L’absence d’organisation territoriale

L’enquête relève : « Comme dans la plupart des pays, il n’existe pas en France un modèle d’organisation territoriale des soins critiques (structuration, modalités de recours, coopération entre unités). […] « Il prévaut [en France] une fragmentation de l’offre, avec ou sans coopération entre offreurs de soins. La régulation est faite de gré à gré, le plus souvent par des acteurs qui se mobilisent autour des patients et cherchent, au cas par cas, le meilleur parcours à leur offrir ».

Cette absence d’organisation territoriale est en grande partie à relier aux insuffisances du décret précité du 5 avril 2002, qui n’a imposé aucun modèle d’organisation précis, aucune méthodologie partagée, ni même aucun territoire sur lequel une telle organisation puisse être réfléchie. Pour pallier cette carence, les groupements hospitaliers de territoire (GHT) ont souvent été mobilisés durant la crise par les agences régionales de santé (ARS) à un niveau qui dépasse les missions dévolues à ces groupements par la loi. »

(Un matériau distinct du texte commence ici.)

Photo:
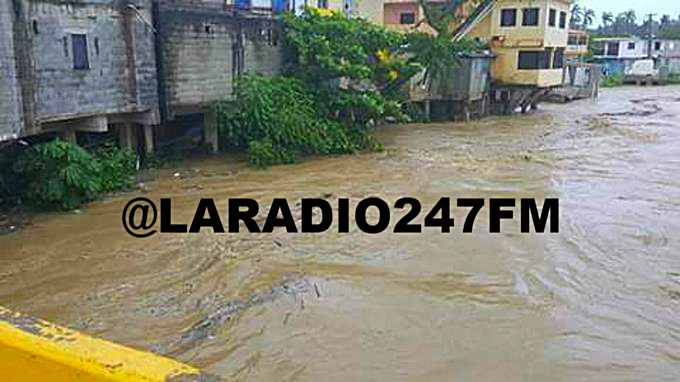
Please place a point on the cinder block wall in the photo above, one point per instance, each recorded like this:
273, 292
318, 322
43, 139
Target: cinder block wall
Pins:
59, 90
11, 115
197, 45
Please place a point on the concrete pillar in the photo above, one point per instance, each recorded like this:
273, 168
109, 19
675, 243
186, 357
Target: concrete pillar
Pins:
148, 139
69, 135
428, 110
210, 131
466, 111
127, 136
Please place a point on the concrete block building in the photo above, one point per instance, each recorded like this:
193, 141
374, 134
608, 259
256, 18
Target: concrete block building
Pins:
77, 65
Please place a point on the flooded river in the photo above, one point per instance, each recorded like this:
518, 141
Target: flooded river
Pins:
598, 301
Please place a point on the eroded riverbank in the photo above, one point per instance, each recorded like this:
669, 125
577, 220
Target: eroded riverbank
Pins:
599, 300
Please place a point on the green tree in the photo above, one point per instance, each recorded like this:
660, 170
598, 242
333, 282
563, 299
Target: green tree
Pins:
588, 17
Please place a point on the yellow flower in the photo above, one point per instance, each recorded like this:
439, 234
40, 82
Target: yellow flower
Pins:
324, 12
383, 55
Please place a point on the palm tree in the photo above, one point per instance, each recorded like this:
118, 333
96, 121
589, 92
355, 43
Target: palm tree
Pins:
588, 17
631, 18
576, 15
607, 19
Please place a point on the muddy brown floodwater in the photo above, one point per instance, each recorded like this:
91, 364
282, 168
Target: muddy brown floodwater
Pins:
598, 301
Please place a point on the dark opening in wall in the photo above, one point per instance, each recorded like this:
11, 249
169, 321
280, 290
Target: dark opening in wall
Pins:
80, 58
407, 18
65, 45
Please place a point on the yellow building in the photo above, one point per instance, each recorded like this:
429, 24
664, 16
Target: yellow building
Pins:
577, 46
528, 38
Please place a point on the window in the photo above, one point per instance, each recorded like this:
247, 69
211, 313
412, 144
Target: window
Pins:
558, 60
530, 17
563, 20
407, 18
613, 49
80, 59
552, 19
508, 17
534, 60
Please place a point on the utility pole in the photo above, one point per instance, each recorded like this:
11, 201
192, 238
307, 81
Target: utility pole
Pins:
650, 35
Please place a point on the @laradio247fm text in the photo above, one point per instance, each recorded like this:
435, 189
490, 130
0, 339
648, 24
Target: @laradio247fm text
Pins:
140, 216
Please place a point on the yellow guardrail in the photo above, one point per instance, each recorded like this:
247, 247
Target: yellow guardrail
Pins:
36, 350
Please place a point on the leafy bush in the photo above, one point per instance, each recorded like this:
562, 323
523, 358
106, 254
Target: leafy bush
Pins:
612, 81
117, 167
61, 175
330, 45
276, 119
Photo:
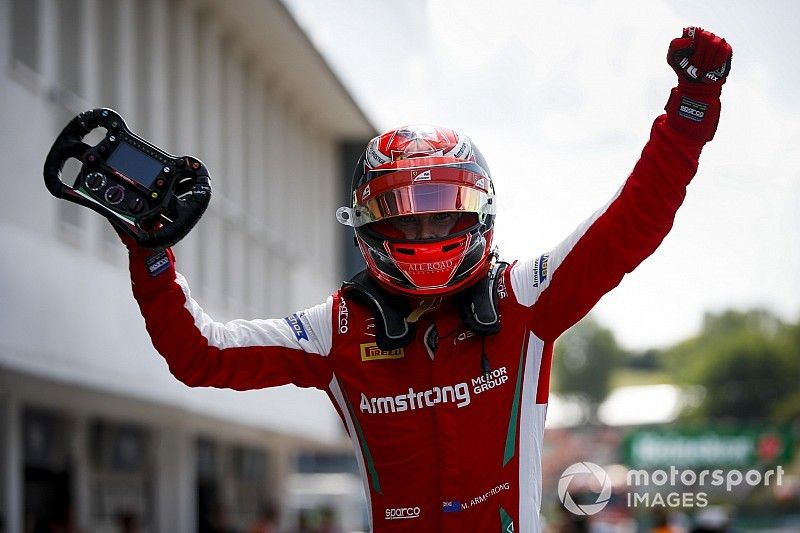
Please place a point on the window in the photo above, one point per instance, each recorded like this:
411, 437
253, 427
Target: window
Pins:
25, 21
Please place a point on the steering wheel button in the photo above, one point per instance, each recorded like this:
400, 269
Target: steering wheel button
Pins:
114, 195
136, 205
95, 180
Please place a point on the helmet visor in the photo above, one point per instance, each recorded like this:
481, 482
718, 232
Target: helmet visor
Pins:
423, 198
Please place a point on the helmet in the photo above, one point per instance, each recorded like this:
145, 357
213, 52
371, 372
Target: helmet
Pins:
422, 170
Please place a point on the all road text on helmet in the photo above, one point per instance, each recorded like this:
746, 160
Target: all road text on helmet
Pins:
423, 210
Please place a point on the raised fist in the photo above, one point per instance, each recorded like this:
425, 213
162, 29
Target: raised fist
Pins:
701, 60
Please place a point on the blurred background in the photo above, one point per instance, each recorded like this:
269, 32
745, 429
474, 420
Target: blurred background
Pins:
693, 362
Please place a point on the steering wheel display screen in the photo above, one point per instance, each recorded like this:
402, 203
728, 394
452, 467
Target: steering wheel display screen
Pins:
135, 164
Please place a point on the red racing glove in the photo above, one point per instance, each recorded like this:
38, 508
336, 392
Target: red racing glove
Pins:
702, 62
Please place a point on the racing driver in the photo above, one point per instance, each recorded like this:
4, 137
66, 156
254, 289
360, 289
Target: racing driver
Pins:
437, 356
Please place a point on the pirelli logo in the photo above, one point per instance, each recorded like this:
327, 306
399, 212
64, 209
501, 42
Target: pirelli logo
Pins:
371, 352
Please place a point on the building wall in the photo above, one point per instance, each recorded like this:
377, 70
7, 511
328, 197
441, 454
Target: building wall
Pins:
234, 83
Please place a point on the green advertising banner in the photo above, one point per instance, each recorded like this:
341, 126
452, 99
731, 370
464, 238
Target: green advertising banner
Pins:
708, 447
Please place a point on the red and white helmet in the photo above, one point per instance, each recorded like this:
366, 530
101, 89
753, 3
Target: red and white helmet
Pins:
417, 170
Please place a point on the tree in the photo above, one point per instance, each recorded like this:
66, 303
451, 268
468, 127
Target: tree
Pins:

Et de conclure, « si la mobilisation sans précédent du secteur des soins critiques durant la crise a permis de faire face à l’urgence, avec cependant des conséquences à long terme inconnues en termes de santé publique, ces services étaient mal préparés à affronter une telle situation. Ce constat appelle des réformes structurelles » telles que la revalorisation du statut des infirmiers en réanimation, la prise en compte du vieillissement de la population ou encore l’instauration d’un modèle d’organisation et de coordination des soins critiques au niveau national.